Reinforcement Learning

Reward Biased Maximum Likelihood Estimation:

The exploration-exploitation trade-off remains a challenging issue in reinforcement learning. A novel class of model-based learning algorithms, RBMLE can be applied to various learning tasks such as Markov decision processes, stochastic bandits, linear quadratic systems, and contextual bandits. Theoretical analysis shows that RBMLE has comparable regret bounds to state-of-the-art methods. Empirical results show that RBMLE outperforms existing techniques, including Upper Confidence Bound (UCB) and Thompson Sampling.

Publications:

Augmented RBMLE-UCB Approach for Adaptive Control of Linear Quadratic Systems,
Akshay Mete, R. Singh & P. R. Kumar , NeurIPS 2022
Link: https://arxiv.org/abs/2201.10542

Reward Biased Maximum Likelihood Estimation ,
Akshay Mete, R. Singh & P. R. Kumar, CSS 2022 (Invited Paper)
Link: https://ieeexplore.ieee.org/abstract/document/9751189

Reward Biased Maximum Likelihood Estimation for Reinforcement Learning,
Akshay Mete, R. Singh & P. R. Kumar, L4DC 2021
Link: http://proceedings.mlr.press/v144/mete21a.html

Reward-Biased Maximum Likelihood Estimation for Linear Stochastic Bandits
Yu-Heng Hung, Ping-Chun Hsieh, Xi Liu, P. R. Kumar, AAAI 2021
Link:https://ojs.aaai.org/index.php/AAAI/article/view/16961/16768

Exploration Through Reward Biasing: Reward-Biased Maximum Likelihood Estimation for Stochastic Multi-Armed Bandits
Xi Liu, Ping-Chun Hsieh, Yu Heng Hung, A. Bhattacharya, P. R. Kumar, ICML 2020.
Link: https://proceedings.mlr.press/v119/liu20g.html

Provable Learning with Real-World Constraints:

(Reinforcement) learning methods have been playing important roles in many fields, e.g., manipulating robotics, playing computer games, chip placement design, and recommendation systems. However, it is challenging to extend such success to real-world applications by directly applying existing approaches. Real-world systems are always subject to several constraints, including safety, multiple objectives, simulation-to-reality gap, multi-agent cooperation/competition, small sample size, etc. To deal with these challenges, we have done a series of works about safe RL, multi-objective RL, robust RL, multi-agent RL, and learning from few samples.
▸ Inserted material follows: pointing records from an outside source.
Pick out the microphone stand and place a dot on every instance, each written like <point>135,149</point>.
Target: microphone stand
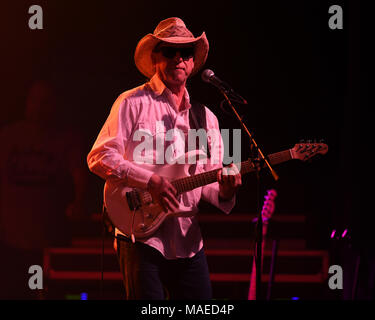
<point>258,163</point>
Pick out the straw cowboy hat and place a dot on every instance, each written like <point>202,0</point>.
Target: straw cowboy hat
<point>173,31</point>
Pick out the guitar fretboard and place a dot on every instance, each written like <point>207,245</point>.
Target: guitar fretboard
<point>191,182</point>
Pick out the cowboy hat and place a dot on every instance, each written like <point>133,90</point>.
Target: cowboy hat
<point>173,31</point>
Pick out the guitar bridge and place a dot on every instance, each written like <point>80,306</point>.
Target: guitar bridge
<point>133,199</point>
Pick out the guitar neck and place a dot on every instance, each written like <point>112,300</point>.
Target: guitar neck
<point>191,182</point>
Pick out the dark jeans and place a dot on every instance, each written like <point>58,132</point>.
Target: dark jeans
<point>149,276</point>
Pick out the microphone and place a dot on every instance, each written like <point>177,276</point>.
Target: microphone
<point>209,76</point>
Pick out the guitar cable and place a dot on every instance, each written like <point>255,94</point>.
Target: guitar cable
<point>132,227</point>
<point>102,254</point>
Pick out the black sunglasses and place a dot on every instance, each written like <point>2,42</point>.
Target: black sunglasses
<point>170,52</point>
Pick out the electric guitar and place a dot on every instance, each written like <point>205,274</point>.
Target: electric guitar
<point>267,212</point>
<point>134,212</point>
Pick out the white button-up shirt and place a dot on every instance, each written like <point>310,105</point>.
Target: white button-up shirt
<point>151,109</point>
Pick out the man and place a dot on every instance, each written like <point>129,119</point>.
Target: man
<point>172,260</point>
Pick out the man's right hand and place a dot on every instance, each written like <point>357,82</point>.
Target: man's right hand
<point>163,192</point>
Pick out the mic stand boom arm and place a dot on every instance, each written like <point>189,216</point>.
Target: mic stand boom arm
<point>259,229</point>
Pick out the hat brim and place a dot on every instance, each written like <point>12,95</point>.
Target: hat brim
<point>146,45</point>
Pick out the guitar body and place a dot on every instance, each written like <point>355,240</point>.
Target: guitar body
<point>133,212</point>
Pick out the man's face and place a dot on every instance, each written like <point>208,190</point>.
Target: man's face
<point>174,63</point>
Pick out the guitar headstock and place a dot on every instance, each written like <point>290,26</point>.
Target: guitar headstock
<point>269,205</point>
<point>307,150</point>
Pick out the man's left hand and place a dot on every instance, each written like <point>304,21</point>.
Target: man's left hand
<point>229,179</point>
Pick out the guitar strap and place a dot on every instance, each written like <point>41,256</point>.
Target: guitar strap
<point>197,120</point>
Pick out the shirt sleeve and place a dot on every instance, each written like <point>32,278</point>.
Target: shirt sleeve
<point>210,193</point>
<point>107,157</point>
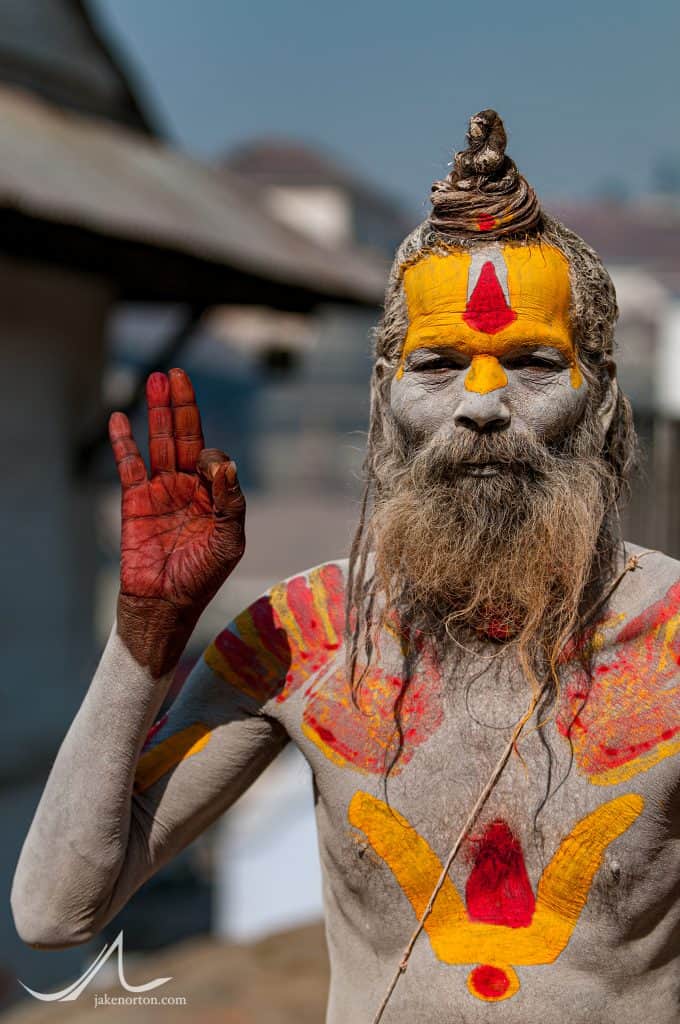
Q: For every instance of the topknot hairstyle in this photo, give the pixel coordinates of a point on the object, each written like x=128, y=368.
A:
x=484, y=193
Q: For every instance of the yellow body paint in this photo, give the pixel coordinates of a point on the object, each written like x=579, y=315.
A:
x=626, y=719
x=169, y=753
x=560, y=897
x=485, y=374
x=490, y=302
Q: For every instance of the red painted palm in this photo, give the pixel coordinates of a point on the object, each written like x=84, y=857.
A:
x=182, y=525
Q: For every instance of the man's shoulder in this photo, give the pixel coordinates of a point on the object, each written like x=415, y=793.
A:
x=285, y=635
x=654, y=578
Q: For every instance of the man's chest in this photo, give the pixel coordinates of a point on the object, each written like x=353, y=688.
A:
x=554, y=856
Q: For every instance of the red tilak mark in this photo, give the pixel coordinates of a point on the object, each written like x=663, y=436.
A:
x=487, y=310
x=490, y=981
x=498, y=891
x=485, y=222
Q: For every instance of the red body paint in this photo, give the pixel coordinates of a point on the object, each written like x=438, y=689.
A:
x=490, y=981
x=291, y=638
x=487, y=309
x=498, y=891
x=632, y=705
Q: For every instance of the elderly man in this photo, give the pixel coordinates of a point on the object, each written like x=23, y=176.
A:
x=486, y=690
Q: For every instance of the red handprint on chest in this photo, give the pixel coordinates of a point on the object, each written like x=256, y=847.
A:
x=291, y=640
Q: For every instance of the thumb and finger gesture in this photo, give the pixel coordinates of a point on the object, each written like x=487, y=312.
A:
x=190, y=494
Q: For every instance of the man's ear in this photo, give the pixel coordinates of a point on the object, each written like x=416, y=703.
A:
x=608, y=403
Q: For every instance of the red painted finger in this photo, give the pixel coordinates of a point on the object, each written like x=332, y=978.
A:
x=186, y=421
x=161, y=437
x=226, y=493
x=130, y=465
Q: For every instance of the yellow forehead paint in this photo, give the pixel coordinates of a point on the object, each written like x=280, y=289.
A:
x=487, y=302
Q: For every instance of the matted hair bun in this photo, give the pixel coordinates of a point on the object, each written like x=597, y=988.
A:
x=484, y=195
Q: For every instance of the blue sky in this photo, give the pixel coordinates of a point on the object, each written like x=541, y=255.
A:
x=589, y=91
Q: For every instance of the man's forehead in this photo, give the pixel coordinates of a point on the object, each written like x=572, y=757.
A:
x=489, y=298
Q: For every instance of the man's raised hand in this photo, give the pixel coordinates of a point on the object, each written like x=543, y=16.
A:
x=182, y=523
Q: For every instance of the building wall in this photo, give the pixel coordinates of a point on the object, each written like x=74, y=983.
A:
x=51, y=327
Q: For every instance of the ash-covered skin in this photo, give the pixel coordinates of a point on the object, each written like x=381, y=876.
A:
x=563, y=902
x=539, y=397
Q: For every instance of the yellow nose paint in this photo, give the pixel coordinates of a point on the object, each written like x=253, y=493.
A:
x=485, y=374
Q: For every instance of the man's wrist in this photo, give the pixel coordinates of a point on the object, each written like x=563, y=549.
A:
x=155, y=631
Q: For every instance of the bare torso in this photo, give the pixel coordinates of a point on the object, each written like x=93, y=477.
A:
x=563, y=901
x=565, y=893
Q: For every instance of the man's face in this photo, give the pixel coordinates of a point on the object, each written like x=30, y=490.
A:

Safe and Multi-Objective Reinforcement Learning:

The goal of safe RL is to learn a policy to maximize the objective while satisfying the safety constraints. We solve several open problems under this topic.

1. Previous OFU (optimism in the face of uncertainty) style algorithms can learn the safe policy, but naïve OFU algorithms violate the constraints during learning. We propose two new algorithms that can achieve an O(√K) regret with respect to the performance objective, while guaranteeing zero or bounded safety constraint violation with arbitrarily high probability.
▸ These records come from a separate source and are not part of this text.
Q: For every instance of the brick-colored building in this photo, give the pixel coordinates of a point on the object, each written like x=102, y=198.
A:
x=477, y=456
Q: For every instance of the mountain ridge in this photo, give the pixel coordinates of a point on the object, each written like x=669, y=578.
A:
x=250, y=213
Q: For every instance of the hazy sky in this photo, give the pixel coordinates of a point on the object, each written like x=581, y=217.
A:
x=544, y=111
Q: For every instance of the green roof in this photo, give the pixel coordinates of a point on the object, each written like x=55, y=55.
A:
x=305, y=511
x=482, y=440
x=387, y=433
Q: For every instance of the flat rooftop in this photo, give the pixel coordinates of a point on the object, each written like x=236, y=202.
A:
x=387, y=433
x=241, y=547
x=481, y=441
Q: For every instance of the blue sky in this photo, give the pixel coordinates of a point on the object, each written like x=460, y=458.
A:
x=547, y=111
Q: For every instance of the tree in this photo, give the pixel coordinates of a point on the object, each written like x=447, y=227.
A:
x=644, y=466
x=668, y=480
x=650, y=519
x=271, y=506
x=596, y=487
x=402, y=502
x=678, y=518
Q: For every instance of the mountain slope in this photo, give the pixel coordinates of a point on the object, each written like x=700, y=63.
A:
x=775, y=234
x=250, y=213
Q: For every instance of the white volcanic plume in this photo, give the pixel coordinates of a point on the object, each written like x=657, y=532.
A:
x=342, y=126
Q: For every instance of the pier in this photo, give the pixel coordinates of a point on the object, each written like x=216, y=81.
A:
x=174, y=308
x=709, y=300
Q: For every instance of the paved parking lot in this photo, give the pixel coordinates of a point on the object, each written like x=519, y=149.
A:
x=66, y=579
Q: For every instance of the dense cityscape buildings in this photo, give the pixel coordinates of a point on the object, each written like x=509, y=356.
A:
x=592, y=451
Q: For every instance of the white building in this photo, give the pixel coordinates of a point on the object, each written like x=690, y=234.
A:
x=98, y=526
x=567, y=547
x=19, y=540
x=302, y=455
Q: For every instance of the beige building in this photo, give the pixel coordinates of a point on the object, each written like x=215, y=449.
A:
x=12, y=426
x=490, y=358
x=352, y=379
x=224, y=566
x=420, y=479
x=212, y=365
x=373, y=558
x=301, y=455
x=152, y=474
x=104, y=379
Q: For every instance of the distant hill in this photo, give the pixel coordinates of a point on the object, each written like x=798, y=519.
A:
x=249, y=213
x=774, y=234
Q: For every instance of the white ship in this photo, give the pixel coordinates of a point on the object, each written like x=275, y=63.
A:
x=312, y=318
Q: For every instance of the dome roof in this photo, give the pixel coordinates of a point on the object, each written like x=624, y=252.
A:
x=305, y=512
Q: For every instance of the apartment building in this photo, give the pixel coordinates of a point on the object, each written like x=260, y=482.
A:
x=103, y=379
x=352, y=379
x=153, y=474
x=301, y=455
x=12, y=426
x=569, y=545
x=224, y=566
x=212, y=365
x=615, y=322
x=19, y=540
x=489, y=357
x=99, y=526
2. Previous policy gradient-based algorithms for constraint MDPs suffer from an O(1/ √T) convergence rate. We propose a new policy mirror descent-primal dual approach that can provably achieve a faster O(log(T)/T) convergence rate for both the optimality gap and the constraint violation and enjoy superior empirical performance compared to previous methods.

The goal of multi-objective RL is to optimize a policy for multiple objectives simultaneously. Based on the system requirements, the agent can employ different criteria on value vectors, e.g., proportional fairness, hard constraints, max-min trade-off. Previously, there was no systematic way to design policy gradient-based algorithms for multi-objective RL and no systematic theory to analyze convergence rate under all scenarios. We propose an Anchor-changing Regularized Natural Policy Gradient (ARNPG) framework, which achieves O(log(T)/T) global convergence with exact gradients and enjoys superior empirical performance compared to some existing policy gradient-based approaches in both exact gradients and sample-based deep RL scenarios.

Publications:

Tao Liu, Ruida Zhou, Dileep Kalathil, P. R. Kumar, and Chao Tian. “Learning Policies with Zero or Bounded Constraint Violation for Constrained MDPs.” Advances in Neural Information Processing Systems 34 (2021): 17183-17193. [link]

Tao Liu, Ruida Zhou, Dileep Kalathil, P. R. Kumar, and Chao Tian. “Policy Optimization for Constrained MDPs with Provable Fast Global Convergence.” arXiv preprint arXiv:2111.00552 (2021). [link] [code]

Ruida Zhou, Tao Liu, Dileep Kalathil, P. R. Kumar, and Chao Tian. “Anchor-Changing Regularized Natural Policy Gradient for Multi-Objective Reinforcement Learning.” Advances in Neural Information Processing Systems 35 (2022): 13584-13596. [link] [code]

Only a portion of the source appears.